Loading all available quantitative inputs and the (non-predicted) output

In [5]:
X = np.loadtxt('machine.data',delimiter=',',usecols=(2,3,4,5,6,7))
y = np.loadtxt('machine.data',delimiter=',',usecols=(8))

Train the linear model by least squares extimation

In [7]:
lin_regr = linear_model.LinearRegression()
lin_regr.fit(X, y)

LinearRegression()

Evaluating predictor for the first 10 training samples

In [8]:
lin_regr.predict(X[:10,:])

array([337.18564802, 311.94899965, 311.94899965, 311.94899965,
       199.08720932, 332.32728062, 452.35843075, 452.35843075,
       630.64290195, 959.4871324 ])

Hm... quite obviously, the predictor is far off from the claimed to be built model in the underlying paper.

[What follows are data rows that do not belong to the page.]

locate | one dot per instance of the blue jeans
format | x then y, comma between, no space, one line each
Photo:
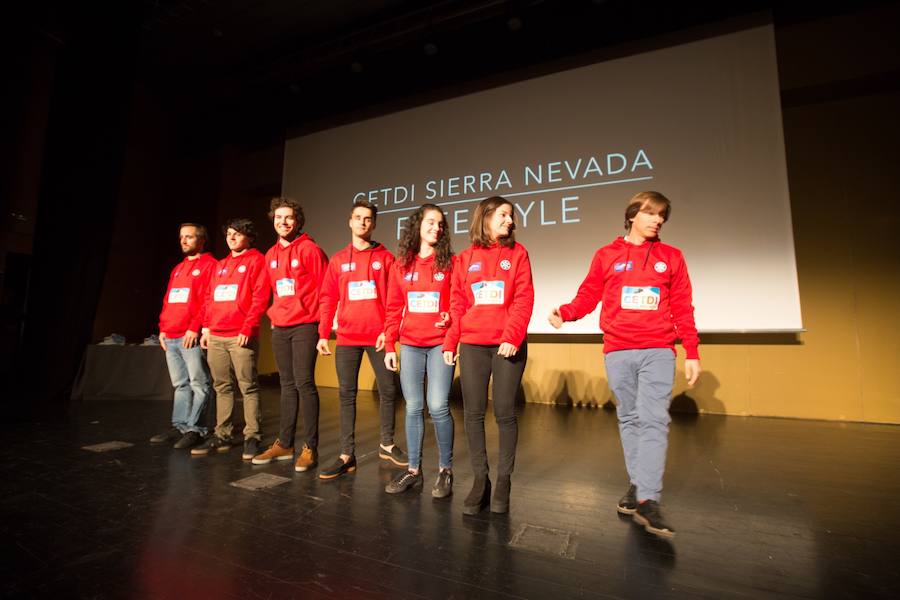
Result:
187,370
415,363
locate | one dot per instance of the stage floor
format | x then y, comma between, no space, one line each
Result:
762,508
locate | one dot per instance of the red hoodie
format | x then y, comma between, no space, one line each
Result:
491,298
238,295
355,286
183,303
295,273
417,295
646,296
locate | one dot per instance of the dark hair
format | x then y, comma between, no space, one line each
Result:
642,199
483,212
410,240
285,202
366,204
244,226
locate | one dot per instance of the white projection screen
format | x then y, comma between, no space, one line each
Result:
699,122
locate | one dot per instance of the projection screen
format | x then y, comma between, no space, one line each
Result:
699,122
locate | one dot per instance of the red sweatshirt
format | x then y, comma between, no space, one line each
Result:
491,298
417,295
646,296
355,286
295,274
238,295
185,296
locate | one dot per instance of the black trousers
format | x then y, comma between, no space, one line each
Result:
347,360
295,355
476,365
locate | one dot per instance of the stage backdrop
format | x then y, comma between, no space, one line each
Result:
699,122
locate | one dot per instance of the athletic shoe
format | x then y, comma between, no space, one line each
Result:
443,487
648,515
395,455
403,482
338,468
628,503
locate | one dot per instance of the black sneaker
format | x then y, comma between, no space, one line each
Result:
443,487
338,468
188,440
648,515
395,455
403,482
212,444
169,435
628,503
479,497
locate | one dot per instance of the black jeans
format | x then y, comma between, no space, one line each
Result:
476,364
347,360
295,355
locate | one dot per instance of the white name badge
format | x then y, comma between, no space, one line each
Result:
423,301
488,292
226,292
362,290
640,298
179,295
284,287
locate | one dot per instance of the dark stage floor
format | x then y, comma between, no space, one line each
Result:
763,508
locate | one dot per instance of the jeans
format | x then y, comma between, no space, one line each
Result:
641,381
347,360
295,355
415,364
190,378
476,365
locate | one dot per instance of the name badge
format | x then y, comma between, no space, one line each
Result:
179,295
640,298
225,292
423,301
362,290
488,292
284,287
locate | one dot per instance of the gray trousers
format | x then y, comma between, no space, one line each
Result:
642,382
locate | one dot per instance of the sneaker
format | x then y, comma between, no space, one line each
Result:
212,444
275,452
648,515
307,460
628,503
169,435
403,482
479,497
188,440
443,487
395,455
338,468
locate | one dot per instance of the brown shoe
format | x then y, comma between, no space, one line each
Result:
275,452
308,459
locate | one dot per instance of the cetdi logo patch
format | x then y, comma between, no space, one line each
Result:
423,302
640,298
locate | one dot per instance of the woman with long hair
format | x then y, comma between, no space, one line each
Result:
491,300
417,313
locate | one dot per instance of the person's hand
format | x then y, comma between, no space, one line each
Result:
555,318
692,370
507,350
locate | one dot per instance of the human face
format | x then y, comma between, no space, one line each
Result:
361,222
500,223
237,241
432,227
190,243
285,222
646,224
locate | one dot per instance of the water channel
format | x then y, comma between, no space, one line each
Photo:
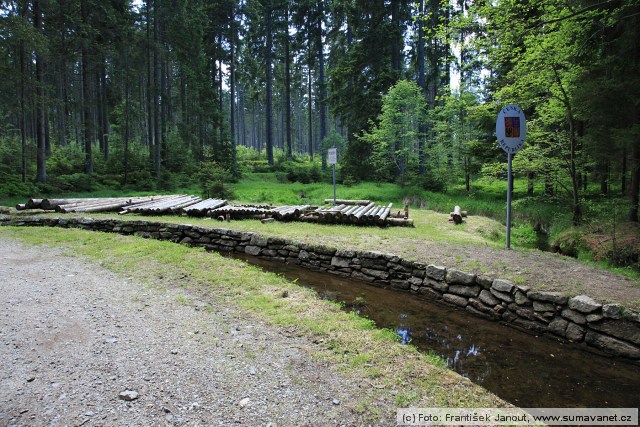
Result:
523,369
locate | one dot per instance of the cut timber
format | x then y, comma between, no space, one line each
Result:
347,202
51,204
203,207
384,215
357,215
34,204
456,215
400,222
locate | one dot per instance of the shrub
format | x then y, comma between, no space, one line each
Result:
211,178
568,242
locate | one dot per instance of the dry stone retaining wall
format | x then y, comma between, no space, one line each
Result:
607,327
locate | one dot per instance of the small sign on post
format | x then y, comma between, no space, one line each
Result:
511,130
332,159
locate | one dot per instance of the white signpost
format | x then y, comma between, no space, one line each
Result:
332,159
511,130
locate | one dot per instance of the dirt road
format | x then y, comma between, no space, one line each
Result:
77,341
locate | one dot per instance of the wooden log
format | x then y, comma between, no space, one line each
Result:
50,204
369,216
34,204
364,210
456,215
463,213
347,202
386,213
142,206
400,222
201,208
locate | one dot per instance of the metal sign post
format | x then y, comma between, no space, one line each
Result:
332,156
511,130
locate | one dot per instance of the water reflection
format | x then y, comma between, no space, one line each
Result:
525,370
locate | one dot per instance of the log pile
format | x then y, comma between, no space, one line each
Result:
357,214
203,207
289,213
347,202
457,215
89,205
162,205
239,211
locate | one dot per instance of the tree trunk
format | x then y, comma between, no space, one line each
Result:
156,93
623,172
150,97
396,37
321,84
126,115
422,127
287,87
310,114
269,94
41,170
23,124
232,102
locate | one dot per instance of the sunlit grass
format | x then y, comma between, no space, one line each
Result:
351,343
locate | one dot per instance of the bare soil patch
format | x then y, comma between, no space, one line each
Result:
75,336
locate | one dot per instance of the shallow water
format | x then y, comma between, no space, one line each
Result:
523,369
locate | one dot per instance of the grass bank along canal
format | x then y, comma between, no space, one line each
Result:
526,370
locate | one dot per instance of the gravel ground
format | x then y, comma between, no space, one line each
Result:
75,336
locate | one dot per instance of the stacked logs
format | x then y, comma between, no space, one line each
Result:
89,205
203,207
289,213
164,205
357,214
457,215
239,211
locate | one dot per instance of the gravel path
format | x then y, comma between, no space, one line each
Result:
75,336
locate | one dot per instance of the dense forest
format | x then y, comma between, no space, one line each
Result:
148,93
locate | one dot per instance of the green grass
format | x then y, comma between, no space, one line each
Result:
351,343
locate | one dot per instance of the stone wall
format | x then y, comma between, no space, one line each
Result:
579,319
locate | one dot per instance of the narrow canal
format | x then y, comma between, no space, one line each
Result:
523,369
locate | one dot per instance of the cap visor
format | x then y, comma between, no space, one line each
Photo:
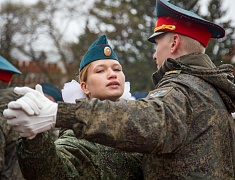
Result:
153,36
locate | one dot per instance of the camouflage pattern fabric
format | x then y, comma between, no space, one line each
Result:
185,130
9,167
70,158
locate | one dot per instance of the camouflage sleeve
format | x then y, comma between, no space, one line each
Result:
70,158
39,159
154,125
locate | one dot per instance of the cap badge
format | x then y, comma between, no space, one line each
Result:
107,51
163,27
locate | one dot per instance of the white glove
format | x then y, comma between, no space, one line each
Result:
28,103
27,125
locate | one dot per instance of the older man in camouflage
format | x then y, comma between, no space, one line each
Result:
9,167
184,127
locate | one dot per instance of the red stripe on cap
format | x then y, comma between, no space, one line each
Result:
185,27
5,76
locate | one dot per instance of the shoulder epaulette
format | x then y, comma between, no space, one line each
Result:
160,92
173,72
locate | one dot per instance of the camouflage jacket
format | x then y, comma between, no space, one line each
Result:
184,126
70,158
9,167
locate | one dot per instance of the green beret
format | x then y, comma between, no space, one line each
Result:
99,50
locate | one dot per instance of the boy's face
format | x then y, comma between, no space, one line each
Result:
105,80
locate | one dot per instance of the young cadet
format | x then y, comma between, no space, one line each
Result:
184,126
100,77
9,167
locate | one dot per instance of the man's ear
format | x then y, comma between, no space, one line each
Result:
175,43
84,88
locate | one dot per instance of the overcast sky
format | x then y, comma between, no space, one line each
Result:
227,4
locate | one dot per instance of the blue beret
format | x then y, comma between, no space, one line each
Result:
52,90
174,19
99,49
7,70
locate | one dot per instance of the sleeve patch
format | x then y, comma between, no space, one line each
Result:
160,92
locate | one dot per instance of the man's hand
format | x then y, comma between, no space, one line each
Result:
28,102
19,113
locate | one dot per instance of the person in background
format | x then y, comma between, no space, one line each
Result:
184,126
54,94
9,167
100,76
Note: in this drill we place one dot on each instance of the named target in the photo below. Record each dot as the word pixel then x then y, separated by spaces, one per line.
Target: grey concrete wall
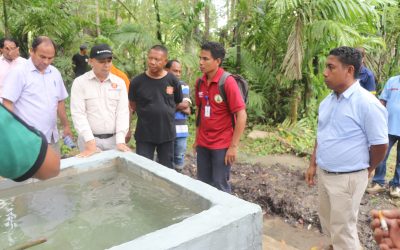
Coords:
pixel 229 223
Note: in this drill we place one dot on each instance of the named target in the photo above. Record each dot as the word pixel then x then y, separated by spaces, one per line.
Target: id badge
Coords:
pixel 207 111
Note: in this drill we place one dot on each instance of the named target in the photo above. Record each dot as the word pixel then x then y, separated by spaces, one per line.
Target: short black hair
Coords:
pixel 216 50
pixel 160 47
pixel 42 39
pixel 170 62
pixel 10 40
pixel 348 56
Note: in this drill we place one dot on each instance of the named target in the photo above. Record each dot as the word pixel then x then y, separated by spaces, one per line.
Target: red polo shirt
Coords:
pixel 216 131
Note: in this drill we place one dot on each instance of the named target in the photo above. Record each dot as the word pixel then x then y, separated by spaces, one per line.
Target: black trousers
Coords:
pixel 165 152
pixel 211 168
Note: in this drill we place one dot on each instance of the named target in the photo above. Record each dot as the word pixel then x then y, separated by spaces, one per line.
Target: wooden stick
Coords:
pixel 29 244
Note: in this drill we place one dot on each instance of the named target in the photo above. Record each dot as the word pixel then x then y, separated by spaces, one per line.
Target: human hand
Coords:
pixel 370 172
pixel 387 239
pixel 14 54
pixel 310 174
pixel 128 136
pixel 90 149
pixel 67 132
pixel 230 156
pixel 194 148
pixel 123 147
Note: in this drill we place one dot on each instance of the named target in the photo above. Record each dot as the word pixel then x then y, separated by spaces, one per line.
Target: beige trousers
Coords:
pixel 339 201
pixel 55 145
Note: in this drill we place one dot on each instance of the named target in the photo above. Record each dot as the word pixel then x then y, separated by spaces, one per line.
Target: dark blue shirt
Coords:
pixel 367 79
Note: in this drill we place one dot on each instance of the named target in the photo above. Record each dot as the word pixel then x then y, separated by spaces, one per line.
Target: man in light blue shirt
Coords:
pixel 35 91
pixel 181 116
pixel 351 142
pixel 390 97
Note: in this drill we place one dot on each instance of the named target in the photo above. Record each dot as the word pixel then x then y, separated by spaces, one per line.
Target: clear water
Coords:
pixel 94 210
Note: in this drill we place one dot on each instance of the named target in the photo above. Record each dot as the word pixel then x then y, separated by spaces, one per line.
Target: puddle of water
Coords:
pixel 300 238
pixel 93 210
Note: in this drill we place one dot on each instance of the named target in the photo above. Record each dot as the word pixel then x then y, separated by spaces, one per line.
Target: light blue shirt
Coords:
pixel 391 94
pixel 35 96
pixel 347 126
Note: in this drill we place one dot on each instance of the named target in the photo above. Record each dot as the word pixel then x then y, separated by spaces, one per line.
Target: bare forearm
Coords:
pixel 62 114
pixel 241 117
pixel 133 106
pixel 377 154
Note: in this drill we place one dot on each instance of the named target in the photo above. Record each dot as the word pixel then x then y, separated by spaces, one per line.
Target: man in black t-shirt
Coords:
pixel 154 95
pixel 80 61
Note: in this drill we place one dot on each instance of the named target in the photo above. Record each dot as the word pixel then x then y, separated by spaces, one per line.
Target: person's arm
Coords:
pixel 387 239
pixel 63 118
pixel 132 104
pixel 231 153
pixel 81 123
pixel 312 168
pixel 376 155
pixel 184 107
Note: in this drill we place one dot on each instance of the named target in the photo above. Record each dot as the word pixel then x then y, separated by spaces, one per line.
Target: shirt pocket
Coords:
pixel 92 101
pixel 113 97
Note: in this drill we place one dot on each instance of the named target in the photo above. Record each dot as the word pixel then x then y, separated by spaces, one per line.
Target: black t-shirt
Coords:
pixel 81 64
pixel 156 101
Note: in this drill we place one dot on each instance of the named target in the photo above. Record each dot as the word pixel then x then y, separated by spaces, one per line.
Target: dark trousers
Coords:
pixel 165 152
pixel 211 168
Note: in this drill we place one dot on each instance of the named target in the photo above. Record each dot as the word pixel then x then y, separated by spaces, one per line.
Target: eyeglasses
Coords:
pixel 10 48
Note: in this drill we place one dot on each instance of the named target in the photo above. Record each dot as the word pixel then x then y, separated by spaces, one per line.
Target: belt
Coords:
pixel 103 136
pixel 355 171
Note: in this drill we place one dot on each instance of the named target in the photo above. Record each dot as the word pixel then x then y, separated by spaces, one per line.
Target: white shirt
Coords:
pixel 347 126
pixel 100 107
pixel 6 66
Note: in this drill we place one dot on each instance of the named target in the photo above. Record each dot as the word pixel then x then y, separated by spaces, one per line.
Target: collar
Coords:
pixel 349 91
pixel 32 67
pixel 217 76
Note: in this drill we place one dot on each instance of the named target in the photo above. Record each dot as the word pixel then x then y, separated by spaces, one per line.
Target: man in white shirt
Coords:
pixel 99 106
pixel 9 59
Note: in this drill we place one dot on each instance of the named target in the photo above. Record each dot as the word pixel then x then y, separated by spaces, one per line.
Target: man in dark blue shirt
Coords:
pixel 366 77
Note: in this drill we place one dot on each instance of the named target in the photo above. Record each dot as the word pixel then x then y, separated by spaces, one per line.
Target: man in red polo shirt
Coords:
pixel 217 140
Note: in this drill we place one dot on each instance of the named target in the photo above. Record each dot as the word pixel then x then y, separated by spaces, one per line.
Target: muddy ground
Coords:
pixel 278 186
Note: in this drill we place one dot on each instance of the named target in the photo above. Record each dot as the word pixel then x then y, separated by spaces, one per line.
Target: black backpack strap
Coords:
pixel 221 85
pixel 198 83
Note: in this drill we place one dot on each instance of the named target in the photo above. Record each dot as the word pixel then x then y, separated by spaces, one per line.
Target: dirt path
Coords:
pixel 277 184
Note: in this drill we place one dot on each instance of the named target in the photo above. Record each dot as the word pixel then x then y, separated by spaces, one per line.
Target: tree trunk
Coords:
pixel 294 102
pixel 238 41
pixel 97 18
pixel 206 21
pixel 6 29
pixel 158 18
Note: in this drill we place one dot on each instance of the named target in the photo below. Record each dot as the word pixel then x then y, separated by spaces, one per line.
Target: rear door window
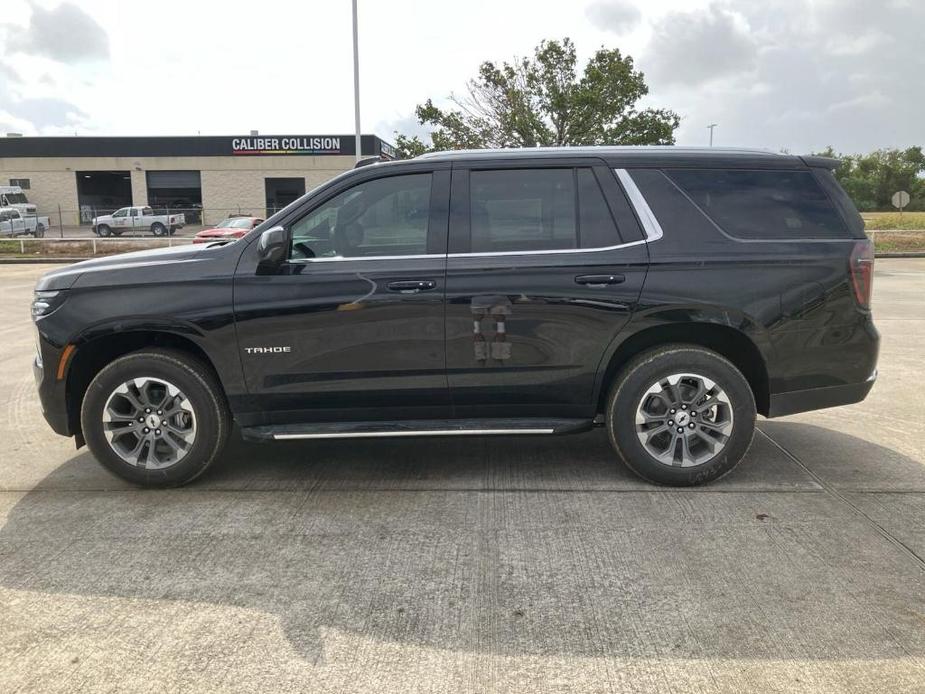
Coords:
pixel 767 205
pixel 522 210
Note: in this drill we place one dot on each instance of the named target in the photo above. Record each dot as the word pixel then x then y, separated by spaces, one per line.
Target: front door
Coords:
pixel 351 326
pixel 540 280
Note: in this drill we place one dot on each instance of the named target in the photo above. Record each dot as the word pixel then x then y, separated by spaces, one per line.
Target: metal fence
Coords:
pixel 65 223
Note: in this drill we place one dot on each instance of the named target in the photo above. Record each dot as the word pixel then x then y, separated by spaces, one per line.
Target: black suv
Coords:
pixel 668 294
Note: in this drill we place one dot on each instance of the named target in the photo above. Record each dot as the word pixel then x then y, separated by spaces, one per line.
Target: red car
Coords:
pixel 227 230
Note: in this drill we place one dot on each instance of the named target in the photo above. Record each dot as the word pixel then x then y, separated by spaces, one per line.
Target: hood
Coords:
pixel 152 263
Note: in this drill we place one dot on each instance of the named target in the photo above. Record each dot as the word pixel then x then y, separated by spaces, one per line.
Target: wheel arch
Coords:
pixel 94 353
pixel 732 343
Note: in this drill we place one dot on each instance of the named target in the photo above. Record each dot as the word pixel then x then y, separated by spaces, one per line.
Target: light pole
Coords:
pixel 356 80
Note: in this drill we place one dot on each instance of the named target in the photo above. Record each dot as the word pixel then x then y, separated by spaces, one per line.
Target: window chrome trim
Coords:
pixel 344 258
pixel 413 432
pixel 650 225
pixel 649 221
pixel 554 251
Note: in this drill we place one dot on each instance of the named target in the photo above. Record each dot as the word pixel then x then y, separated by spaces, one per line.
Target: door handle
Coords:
pixel 599 280
pixel 411 286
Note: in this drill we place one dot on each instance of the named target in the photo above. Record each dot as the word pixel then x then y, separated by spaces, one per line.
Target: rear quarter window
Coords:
pixel 770 205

According to the paper, which can be found under https://doi.org/10.1145/32232.32234, the following inputs are used for the construction of the linear model.

In [9]:
CACH = np.loadtxt('machine.data',delimiter=',',usecols=(5))*0.1
CHMIN = np.loadtxt('machine.data',delimiter=',',usecols=(6))
CHMAX = np.loadtxt('machine.data',delimiter=',',usecols=(7))
CHAVG = np.round(CHMIN+CHMAX)+1
MYCT= np.loadtxt('machine.data',delimiter=',',usecols=(2))
SPEED = 1.0/MYCT
CHCAP = CHAVG*SPEED*10
MMIN = np.loadtxt('machine.data',delimiter=',',usecols=(3))
MMAX = np.loadtxt('machine.data',delimiter=',',usecols=(4))
MAVG = ((MMIN+MMAX)/2.0) * 1.0e-3

Putting all inputs into one input vetor

In [10]:
X = np.concatenate((MAVG.reshape(-1,1),CACH.reshape(-1,1),CHCAP.reshape(-1,1)),axis=1)
print(X.shape)

(209, 3)


Let's try to now build the proper linear model...

In [11]:
lin_regr = linear_model.LinearRegression()

lin_regr.fit(X, y)

LinearRegression()

... and use it for the first 10 training samples.

In [12]:
lin_regr.predict(X[:10,:])

array([259.05805636, 317.54110043, 317.54110043, 317.54110043,
       191.81261777, 350.18816216, 439.1899086 , 439.1899086 ,
       586.76996887, 891.60336049])

Again, the model does not comply with the claimed to be received predictions in the last column of the data set. What's wrong?

(If you like, you can try to find the issue...) 

(Remark by the instructor: There is no "reference solution" for this.)